Naruto menggeleng dan terus merengek.
"Ayolah Ibu,"
"Tidak Naruto,"
"Ibu.."
"Kalau Ibu bilang tidak ya tidak, Naruto! Kenapa kau tidak mengerti sekali sih?! Padahal kau itu pintar dan gunakan otakmu untuk mengerti kalimat itu!" bentak Kushina yang membungkam Naruto.
Naruto hanya diam dengan air mata yang menggenang di pelupuk matanya.
"Nenek Chiyo." panggil Kushina.
"Ya, Nyonya."
"Urusi dia. Dan jangan biarkan dia menangis keras, itu mengganggu." ujar Kushina dingin.
"Baik Nyonya."
Setelah mengatakan itu, Kushina pergi dengan mobil miliknya. Meninggalkan Naruto yang masih terdiam di tempatnya.

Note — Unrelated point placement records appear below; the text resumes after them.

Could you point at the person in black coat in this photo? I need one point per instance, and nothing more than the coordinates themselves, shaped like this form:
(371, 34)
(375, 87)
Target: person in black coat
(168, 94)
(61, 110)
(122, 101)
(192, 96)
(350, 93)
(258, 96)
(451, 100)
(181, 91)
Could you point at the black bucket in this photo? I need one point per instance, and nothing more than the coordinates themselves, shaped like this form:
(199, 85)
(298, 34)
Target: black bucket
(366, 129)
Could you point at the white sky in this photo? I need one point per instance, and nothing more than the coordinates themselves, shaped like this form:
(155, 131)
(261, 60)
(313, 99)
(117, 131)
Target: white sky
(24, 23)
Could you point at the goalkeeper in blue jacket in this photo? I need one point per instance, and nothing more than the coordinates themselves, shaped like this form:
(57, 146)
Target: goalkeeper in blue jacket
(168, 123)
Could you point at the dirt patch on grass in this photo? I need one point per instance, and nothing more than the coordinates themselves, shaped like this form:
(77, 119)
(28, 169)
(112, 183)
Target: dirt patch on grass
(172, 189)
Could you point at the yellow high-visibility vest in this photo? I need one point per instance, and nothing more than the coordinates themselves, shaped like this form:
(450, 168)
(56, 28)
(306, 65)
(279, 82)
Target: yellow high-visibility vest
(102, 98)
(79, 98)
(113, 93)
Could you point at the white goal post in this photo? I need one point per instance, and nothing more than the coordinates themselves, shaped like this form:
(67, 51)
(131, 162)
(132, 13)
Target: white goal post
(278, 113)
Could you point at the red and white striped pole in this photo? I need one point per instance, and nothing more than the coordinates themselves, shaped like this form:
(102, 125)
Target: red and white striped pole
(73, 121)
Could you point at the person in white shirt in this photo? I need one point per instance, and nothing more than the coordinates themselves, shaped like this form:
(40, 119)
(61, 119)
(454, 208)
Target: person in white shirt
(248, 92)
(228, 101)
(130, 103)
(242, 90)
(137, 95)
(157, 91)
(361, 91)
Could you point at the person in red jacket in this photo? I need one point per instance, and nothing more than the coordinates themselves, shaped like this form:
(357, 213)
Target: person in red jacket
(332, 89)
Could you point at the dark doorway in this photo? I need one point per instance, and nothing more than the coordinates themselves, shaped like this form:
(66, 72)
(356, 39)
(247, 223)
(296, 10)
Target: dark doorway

"Nona, ayo masuk ke kamar." ajak Chiyo.
Naruto berjalan menaiki tangga dengan lesu. Kepalanya menunduk. Bahkan rangkulan yang Chiyo lakukan tidak bisa ia rasakan. Mereka terus berjalan menaiki tangga dan meninggalkan piala dan gambar milik Naruto.
Sesampainya mereka di kamar Naruto, Naruto langsung saja menangis keras. Gadis kecil itu memeluk erat Chiyo.
Chiyo menatap miris putri asuhnya. Selalu begini. Kedua orang tua dari putri yang diasuhnya ini tak pernah memerdulikan Naruto. Mereka hanya fokus pada pekerjaan mereka. Jika sekali saja mereka mendengar nilai Naruto di sekolah turun, mereka akan langsung memarahi Naruto. Tapi Naruto tidak pernah melawan. Ia hanya diam saat dimarahi pun. Padahal hal itu Naruto lakukan agar mendapat perhatian dari orang tuanya. Anak yang hebat, pikir Chiyo.
"Nenek Chiyo, apa mereka tak menyayangiku?" tanya Naruto sesenggukan. Menatap nanar sang Ibu asuh yang tersenyum lembut padanya.
Chiyo mengusap rambut Naruto lembut dan berjongkok untuk menyamakan tingginya dan sang Putri asuh.
"Naru," panggilnya lembut, "Kalau mereka tak menyayangi Naruto, mana mungkin mereka mau bekerja mencari uang untuk Naruto sekolah. Iya kan?"
"Tapi, ayah dan ibu sudah punya segalanya. Uang juga banyak. Kenapa mereka harus bekerja?" tanya Naruto polos.
Chiyo tertohok. Bagaimana mungkin Naruto sudah mengerti akan hal itu?
"Tapi bukan berarti mereka harus bermalas-malasan, kan?" Tangannya mengusap lembut rambut Naruto.
"Tapi—"
"Sudah ya. Yang terpenting sekarang Naru tahu kalau sebenarnya ayah dan ibu Naru sangat menyayangi Naru. Naru mengerti?" tanya Chiyo lembut.
Naruto mengangguk dan berkata langtang,
"Baiklah. Kalau begitu Naru akan membanggakan mereka dengan menjadi penyanyi." seru Naruto lantang.
"Eh, kenapa penyanyi?" tanya Chiyo bingung.
"Karena kata Nenek Chiyo suaraku bagus. Jadi akau akan menjadi penyanyi hebat untuk membanggakan mereka." ujar Naruto berkata polos.
Chiyo tertawa geli. Naruto memang anak yang pintar. Namun sayang, kedua orang tuanya tak pernah melihat kepintaran Naruto secara langsung.